Roger Bessent was a trustee and administrator for the Focusplay Retirement Benefit Scheme but transferred savers’ money into struggling and new businesses he part owned, and which were run by himself, his family and a client.
Bessent was sentenced to 40 months in prison after pleading guilty to multiple counts of fraud, making prohibited employer–related investments (ERI) and acting as a director while disqualified.
He will serve 35 months for the fraud offences and four months for the ERI offences, to be served together. He was also ordered to serve five months for the director disqualification offences.

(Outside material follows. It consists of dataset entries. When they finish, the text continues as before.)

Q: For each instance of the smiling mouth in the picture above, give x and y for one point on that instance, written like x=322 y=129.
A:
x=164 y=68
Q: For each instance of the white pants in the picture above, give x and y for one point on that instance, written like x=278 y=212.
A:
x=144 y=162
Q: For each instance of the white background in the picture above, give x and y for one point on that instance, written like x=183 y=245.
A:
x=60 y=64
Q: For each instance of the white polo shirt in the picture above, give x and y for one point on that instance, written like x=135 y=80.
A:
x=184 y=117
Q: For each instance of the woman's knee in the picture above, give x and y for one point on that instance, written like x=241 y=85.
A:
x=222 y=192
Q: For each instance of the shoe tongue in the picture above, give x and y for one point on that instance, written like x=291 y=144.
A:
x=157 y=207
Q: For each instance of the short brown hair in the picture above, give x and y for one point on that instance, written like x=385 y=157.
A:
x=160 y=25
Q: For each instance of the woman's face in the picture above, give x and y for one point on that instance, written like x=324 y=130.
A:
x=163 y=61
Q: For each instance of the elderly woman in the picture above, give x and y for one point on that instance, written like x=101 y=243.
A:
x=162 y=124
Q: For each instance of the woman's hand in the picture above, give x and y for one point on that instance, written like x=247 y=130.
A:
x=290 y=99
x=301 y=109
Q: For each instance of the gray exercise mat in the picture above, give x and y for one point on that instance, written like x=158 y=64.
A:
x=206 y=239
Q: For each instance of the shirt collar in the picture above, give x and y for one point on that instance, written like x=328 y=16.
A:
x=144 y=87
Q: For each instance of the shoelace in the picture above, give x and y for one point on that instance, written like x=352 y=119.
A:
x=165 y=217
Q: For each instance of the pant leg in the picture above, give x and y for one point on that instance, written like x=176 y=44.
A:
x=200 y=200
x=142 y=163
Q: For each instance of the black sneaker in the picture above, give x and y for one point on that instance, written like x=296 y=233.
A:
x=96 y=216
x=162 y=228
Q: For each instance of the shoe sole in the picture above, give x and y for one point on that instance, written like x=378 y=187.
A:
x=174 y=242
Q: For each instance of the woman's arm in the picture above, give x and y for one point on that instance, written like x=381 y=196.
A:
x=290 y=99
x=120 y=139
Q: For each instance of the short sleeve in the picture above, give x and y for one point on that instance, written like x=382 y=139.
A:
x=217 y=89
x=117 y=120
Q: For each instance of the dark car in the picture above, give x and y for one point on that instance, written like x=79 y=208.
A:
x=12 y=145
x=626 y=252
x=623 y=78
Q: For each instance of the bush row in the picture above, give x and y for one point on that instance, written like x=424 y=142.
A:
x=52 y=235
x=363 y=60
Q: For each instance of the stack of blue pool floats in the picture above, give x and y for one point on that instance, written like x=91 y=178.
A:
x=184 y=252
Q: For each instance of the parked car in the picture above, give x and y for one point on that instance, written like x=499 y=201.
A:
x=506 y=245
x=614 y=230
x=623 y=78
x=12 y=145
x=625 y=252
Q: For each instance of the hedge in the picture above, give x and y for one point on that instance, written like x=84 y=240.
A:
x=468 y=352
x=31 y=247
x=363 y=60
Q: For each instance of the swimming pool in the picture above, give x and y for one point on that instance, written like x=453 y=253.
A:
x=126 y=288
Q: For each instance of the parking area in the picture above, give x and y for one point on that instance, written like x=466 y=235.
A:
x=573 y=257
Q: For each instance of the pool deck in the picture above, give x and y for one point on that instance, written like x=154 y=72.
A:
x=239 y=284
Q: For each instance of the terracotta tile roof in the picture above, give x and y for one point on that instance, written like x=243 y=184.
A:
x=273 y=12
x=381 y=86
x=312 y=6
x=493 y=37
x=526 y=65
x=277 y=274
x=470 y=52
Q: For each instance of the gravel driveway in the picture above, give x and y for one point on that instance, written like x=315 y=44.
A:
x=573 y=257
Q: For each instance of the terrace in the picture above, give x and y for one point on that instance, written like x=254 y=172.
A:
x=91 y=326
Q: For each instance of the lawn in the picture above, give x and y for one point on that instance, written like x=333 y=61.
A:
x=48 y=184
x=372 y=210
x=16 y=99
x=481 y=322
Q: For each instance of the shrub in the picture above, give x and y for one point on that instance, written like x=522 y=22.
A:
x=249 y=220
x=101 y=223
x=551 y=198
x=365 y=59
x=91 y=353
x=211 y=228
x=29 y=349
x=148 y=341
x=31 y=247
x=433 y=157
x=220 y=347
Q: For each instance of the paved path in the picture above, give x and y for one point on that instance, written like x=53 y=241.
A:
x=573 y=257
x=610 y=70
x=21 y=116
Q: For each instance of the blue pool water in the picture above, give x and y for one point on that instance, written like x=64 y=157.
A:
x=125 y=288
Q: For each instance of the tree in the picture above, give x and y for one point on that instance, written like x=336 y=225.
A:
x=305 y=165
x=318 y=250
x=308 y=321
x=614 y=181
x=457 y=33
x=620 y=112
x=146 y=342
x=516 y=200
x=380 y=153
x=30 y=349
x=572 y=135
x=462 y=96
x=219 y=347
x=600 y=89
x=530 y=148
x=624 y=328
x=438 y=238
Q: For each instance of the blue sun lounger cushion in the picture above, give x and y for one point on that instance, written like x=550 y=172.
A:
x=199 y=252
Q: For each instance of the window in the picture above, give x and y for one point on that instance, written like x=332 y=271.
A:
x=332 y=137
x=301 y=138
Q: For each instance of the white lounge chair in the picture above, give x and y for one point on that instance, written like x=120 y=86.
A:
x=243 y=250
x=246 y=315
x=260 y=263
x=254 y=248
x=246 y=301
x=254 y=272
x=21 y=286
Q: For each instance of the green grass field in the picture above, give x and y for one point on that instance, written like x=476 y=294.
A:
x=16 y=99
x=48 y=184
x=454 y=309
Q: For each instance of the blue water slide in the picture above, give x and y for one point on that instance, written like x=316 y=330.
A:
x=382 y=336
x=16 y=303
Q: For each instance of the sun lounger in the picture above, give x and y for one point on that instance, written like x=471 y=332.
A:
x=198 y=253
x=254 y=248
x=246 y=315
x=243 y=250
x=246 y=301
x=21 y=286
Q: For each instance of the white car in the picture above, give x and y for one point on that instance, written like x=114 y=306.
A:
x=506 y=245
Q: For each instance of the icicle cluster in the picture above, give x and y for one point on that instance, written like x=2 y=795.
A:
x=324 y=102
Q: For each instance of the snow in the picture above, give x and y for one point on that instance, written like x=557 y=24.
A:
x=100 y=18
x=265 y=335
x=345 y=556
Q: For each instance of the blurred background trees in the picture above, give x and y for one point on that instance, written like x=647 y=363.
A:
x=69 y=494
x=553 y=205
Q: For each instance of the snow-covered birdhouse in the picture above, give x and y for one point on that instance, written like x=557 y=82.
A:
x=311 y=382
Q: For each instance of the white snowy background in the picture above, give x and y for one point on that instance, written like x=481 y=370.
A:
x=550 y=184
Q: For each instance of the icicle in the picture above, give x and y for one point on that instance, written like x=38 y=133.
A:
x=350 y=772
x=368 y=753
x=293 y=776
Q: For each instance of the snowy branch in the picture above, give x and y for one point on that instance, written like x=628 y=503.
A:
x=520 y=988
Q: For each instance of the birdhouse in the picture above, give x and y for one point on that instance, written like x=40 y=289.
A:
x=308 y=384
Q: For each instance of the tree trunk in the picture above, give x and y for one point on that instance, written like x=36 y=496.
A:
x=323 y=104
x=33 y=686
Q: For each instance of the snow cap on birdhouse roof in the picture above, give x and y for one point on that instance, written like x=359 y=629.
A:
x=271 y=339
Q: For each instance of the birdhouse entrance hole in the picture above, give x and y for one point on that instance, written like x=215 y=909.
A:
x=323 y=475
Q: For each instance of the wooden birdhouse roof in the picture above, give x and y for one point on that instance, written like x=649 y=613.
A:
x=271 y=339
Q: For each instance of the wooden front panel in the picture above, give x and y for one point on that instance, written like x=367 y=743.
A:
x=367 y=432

The sentence followed investigations by both The Pensions Regulator (TPR) and the Insolvency Service, where the agencies shared information to identify the offences committed by Bessent
It is the first time a prosecution by TPR has led to an immediate custodial sentence.
Selfish and greedy acts
Judge Nicholas Barker said the defendant’s “selfish and greedy acts” targeted “ordinary, hard-working people” who had trusted Bessent to invest their money to provide for their retirement.
Barker said: “The system relies on trust. It’s that trust you breached. You used their money as your own.
“You knew what you were doing was dishonest and wrong.”
The Focusplay Retirement Benefit Scheme was the pension scheme for Gleeson Bessent (Accountants and Business Advisers), of which he was a director.
He was also a director of a professional pension trustee firm Gleeson Bessent Trustees, which was trustee to the Focusplay scheme.
In this way, Bessent was able to access the pension scheme’s funds and transfer them to his other businesses.
Bessent used more than £120,000 to buy himself and his wife a house to rent out as a personal investment, in which their daughter lived with her partner, according to TPR.
TPR added that other funds from the scheme were used to pay tax bills for Bessent’s accountancy business and the business of a client, to subsidise the running costs of a children’s nursery and as start-up investment capital in his son-in-law’s physiotherapy business.
Nicola Parish, TPR’s executive director of frontline regulation, said: “By working with the Insolvency Service, we have brought Bessent to justice and will now go after the money he took from the pension scheme.
“This sentence shows how seriously the courts take the theft of people’s hard-earned savings.
“Trustees should be in no doubt that if they abuse their position like Bessent did they should be prepared to go to prison.”
This case is one of many issues Brits are having with pension scams.
Recently, International Adviser reported on a Succession Wealth survey which found at least one in 10 people aged 50 or over in the UK believe they have been contacted by pension scheme scammers in the last 12 months.
Nathan Long, senior analyst at Hargreaves Lansdown, commented on the Bessent case: “The rise of sinister pension scams that aim to trick people into parting with their hard-earned retirement savings is a serious stain on society and needs eradicating.
“The chunky helping of prison time handed out will go a long way to showing quite how intent regulators are on taking down the perpetrators.
“It tends to be those approaching retirement who are in the cross-hairs of the scammers.
“Protect yourself by making sure you only deal with regulated organisations, providing regulated investments and if someone calls out of the blue to talk to you about your pension, just hang up.”